How to durably rename a file in POSIX? - directory

What's the correct way to durably rename a file in a POSIX file system? Specifically wondering about fsyncs on the directories. (If this depends on the OS/FS, I'm asking about Linux and ext3/ext4).
Note: there are other questions on StackOverflow about durable renames, but AFAICT they don't address fsync-ing the directories (which is what matters to me - I'm not even modifying file data).
I currently have (in Python):
dstdirfd = open(dstdirpath, O_DIRECTORY|O_RDONLY)
rename(srcdirpath + '/' + filename, dstdirpath + '/' + filename)
fsync(dstdirfd)
Specific questions:
Does this also implicitly fsync the source directory? Or might I end up with the file showing up in both directories after a power cycle (meaning I'd have to check the hard link count and manually perform recovery), i.e. it's impossible to guarantee a durably atomic move operation?
If I fsync the source directory instead of the destination directory, will that also implicitly fsync the destination directory?
Are there any useful related testing/debugging/learning tools (fault injectors, introspection tools, mock filesystems, etc.)?
Thanks in advance.

Unfortunately Dave’s answer is wrong.
Not all POSIX systems might even have a durable storage. And if they do, it is still “allowed” to be hosed after a system crash. For those systems a no-op fsync() makes sense, and such fsync() is explicitly allowed under POSIX. It is also legal for the file to be recoverable in the old directory, the new directory, both, or any other location. POSIX makes no guarantees for system crashes or file system recoveries.
The real question should be:
How to do a durable rename on systems which support that through the POSIX API?
You need to do a fsync() on both, source and destination directory, because the minimum those fsync()s are supposed to do is persist how source or destination directory should look like.
Does a fsync(destdirfd) also implicitly fsync the source directory?
POSIX in general: no, nothing implies that
ext3/4: I’m not sure if both changes to source and destination dir end up in the same transaction in the journal.
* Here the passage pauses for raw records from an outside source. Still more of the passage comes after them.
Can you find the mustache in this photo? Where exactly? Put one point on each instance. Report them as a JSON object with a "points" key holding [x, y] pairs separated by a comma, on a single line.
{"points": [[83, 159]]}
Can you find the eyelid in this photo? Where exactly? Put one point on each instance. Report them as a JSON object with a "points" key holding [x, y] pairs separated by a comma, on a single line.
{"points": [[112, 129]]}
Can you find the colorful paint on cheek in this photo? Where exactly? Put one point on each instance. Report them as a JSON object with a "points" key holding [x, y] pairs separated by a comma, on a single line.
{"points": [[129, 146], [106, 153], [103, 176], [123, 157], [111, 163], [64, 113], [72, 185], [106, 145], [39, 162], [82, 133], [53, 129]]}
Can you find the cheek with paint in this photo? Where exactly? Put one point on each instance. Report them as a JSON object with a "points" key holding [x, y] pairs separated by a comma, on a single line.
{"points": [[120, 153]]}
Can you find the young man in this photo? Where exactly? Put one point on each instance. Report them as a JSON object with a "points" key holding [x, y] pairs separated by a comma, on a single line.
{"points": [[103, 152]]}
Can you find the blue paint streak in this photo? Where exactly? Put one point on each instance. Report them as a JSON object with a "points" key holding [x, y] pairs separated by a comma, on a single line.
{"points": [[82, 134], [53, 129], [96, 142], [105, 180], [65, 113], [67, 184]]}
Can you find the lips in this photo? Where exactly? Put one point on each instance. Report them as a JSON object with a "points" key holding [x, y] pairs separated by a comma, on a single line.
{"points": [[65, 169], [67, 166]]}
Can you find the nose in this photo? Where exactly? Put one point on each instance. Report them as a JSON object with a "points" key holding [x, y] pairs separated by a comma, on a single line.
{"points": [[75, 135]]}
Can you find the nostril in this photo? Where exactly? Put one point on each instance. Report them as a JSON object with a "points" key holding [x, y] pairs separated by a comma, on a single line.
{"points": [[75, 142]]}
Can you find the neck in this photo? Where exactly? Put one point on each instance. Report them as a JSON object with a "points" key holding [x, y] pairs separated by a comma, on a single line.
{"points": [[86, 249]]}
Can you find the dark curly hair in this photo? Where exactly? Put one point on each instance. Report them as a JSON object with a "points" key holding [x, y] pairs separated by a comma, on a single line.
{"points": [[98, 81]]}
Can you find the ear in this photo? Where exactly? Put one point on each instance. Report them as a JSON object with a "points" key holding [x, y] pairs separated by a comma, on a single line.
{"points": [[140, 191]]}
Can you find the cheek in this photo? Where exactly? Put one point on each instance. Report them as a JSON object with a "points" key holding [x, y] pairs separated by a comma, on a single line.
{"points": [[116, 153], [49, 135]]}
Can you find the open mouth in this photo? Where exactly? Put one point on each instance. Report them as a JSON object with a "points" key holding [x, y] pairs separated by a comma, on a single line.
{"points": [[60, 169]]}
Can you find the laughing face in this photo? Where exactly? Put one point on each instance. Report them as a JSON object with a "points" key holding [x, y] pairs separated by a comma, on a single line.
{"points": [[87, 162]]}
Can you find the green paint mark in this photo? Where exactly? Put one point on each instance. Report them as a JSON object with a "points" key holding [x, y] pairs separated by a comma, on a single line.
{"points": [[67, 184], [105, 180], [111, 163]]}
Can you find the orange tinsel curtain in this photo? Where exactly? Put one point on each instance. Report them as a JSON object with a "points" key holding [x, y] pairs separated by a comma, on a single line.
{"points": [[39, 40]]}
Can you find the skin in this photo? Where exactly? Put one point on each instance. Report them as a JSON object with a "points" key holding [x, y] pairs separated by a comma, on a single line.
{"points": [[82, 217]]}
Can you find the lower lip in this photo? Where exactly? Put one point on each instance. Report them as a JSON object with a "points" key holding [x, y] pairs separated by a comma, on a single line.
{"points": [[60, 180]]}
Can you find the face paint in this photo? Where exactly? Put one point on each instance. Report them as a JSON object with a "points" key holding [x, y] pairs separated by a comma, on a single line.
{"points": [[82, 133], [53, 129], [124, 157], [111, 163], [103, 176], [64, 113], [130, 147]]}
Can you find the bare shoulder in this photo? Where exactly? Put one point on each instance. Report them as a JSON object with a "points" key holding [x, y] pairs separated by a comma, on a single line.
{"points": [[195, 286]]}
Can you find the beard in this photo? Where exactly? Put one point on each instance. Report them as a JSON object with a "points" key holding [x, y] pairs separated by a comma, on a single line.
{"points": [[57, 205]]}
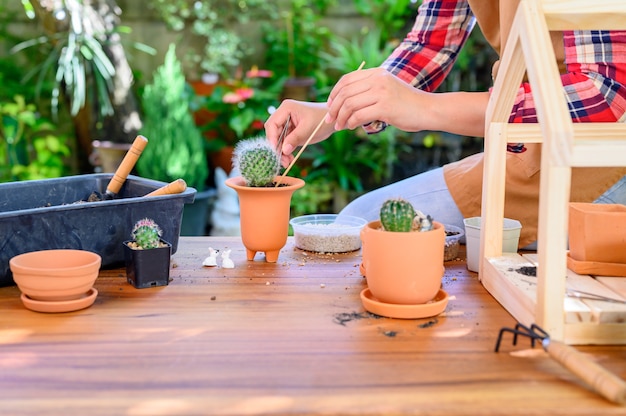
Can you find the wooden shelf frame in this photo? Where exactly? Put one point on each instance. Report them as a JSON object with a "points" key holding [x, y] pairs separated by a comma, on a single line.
{"points": [[564, 145]]}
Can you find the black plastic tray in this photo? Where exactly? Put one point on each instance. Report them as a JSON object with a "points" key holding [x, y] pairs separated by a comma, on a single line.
{"points": [[44, 214]]}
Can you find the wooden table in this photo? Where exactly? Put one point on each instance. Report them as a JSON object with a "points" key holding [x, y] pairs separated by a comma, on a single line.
{"points": [[284, 338]]}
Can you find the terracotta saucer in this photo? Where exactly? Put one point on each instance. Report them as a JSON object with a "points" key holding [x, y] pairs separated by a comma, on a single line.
{"points": [[61, 306], [425, 310], [596, 268]]}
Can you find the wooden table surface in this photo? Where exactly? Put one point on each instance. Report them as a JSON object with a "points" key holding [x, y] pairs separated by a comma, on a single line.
{"points": [[284, 338]]}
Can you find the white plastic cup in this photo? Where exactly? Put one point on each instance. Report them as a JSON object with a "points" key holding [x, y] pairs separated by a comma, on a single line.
{"points": [[510, 239]]}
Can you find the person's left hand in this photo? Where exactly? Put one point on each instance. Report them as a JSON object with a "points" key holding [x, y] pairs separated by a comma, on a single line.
{"points": [[361, 97]]}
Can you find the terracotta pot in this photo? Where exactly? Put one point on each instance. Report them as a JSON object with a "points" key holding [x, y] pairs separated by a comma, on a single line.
{"points": [[597, 232], [299, 88], [403, 268], [264, 215], [55, 275], [148, 268], [222, 158]]}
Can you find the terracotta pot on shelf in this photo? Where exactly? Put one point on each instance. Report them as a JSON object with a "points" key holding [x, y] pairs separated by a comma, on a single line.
{"points": [[597, 239], [57, 280], [403, 268], [597, 232], [264, 215]]}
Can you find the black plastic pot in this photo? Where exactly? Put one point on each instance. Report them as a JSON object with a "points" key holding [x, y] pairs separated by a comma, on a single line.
{"points": [[148, 268]]}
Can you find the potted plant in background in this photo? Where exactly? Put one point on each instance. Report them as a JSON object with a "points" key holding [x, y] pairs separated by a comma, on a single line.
{"points": [[176, 145], [264, 197], [292, 49], [147, 256], [235, 109], [403, 262]]}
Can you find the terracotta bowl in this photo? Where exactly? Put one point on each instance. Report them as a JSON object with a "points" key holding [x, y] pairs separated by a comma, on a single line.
{"points": [[55, 275]]}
If they do, they get both commited together.
Or might I end up with the file showing up in both directories after a power cycle (“crash”), i.e. it's impossible to guarantee a durably atomic move operation?
POSIX in general: no guarantees, but you’re supposed to fsync() both directories, which might not be atomic-durable
ext3/4: how much fsync() you minimally need depends on the mount options. E.g. if mounted with “dirsync” you don’t need any of those two fsync()s. At most you need both fsync()s, but I’m almost sure one is enough (atomic-durable then).
If I fsync the source directory instead of the destination directory, will that also implicitly fsync the destination directory?
POSIX: no
ext3/4: I really believe both end up in the same transaction, so it doesn’t matter which of them you fsync()
older kernels ext3: (if they aren’t in the same transaction) some not-so-optimal implementation did way too much syncing on fsync(), I bet it did commit every transaction which came before. And yes, a normal implementation would first link it to the destination and then remove it from the source. So the fsync(srcdirfd) would trigger the fsync() of the destination as well.
ext4/latest ext3: if they aren’t in the same transaction, you might be able to completely sync them independently (so do both)
Are there any useful related testing/debugging/learning tools (fault injectors, introspection tools, mock filesystems, etc.)?
For a real crash, no. By the way, a real crash goes beyond the viewpoint of the kernel. The hardware might reorder writes (and fail to write everything), corrupting the filesystem. Ext4 is better prepared against this, because it enables write barries (mount options) by default (ext3 does not) and can detect corruption with journal checksums (also a mount option).
And for learning: find out if both changes are somehow linked in the journal! :-P

POSIX defines that the rename function must be atomic.
So if you rename(A, B), under no circumstances should you ever see a state with the file in both directories or neither directory. There will always be exactly one, no matter what you do with fsync() or whether the system crashes.
But that doesn't solve the problem of making sure the rename() operation is durable. POSIX answers this question:
If _POSIX_SYNCHRONIZED_IO is defined, the fsync() function shall force all currently queued I/O operations associated with the file indicated by file descriptor fildes to the synchronized I/O completion state. All I/O operations shall be completed as defined for synchronized I/O file integrity completion.
So if you fsync() a directory, pending rename operations must be transferred to disk by the time this returns. fsync() of either directory should be sufficient because atomicity of the rename() operation would require that both directories' changes be synced atomically.
Finally, in contrast to the claim in the blog post mentioned in another answer, the rationale for this explains the following:
The fsync() function is intended to force a physical write of data from the buffer cache, and to assure that after a system crash or other failure that all data up to the time of the fsync() call is recorded on the disk. Since the concepts of "buffer cache", "system crash", "physical write", and "non-volatile storage" are not defined here, the wording has to be more abstract.
A system that claimed to be POSIX compliant and that considered it correct behavior (i.e. not a bug or hardware failure) to complete an fsync() and not persist those changes across a system crash would have to be deliberately misrepresenting itself with respect to the spec.
(updated with additional info re: Linux-specific vs. portable behavior)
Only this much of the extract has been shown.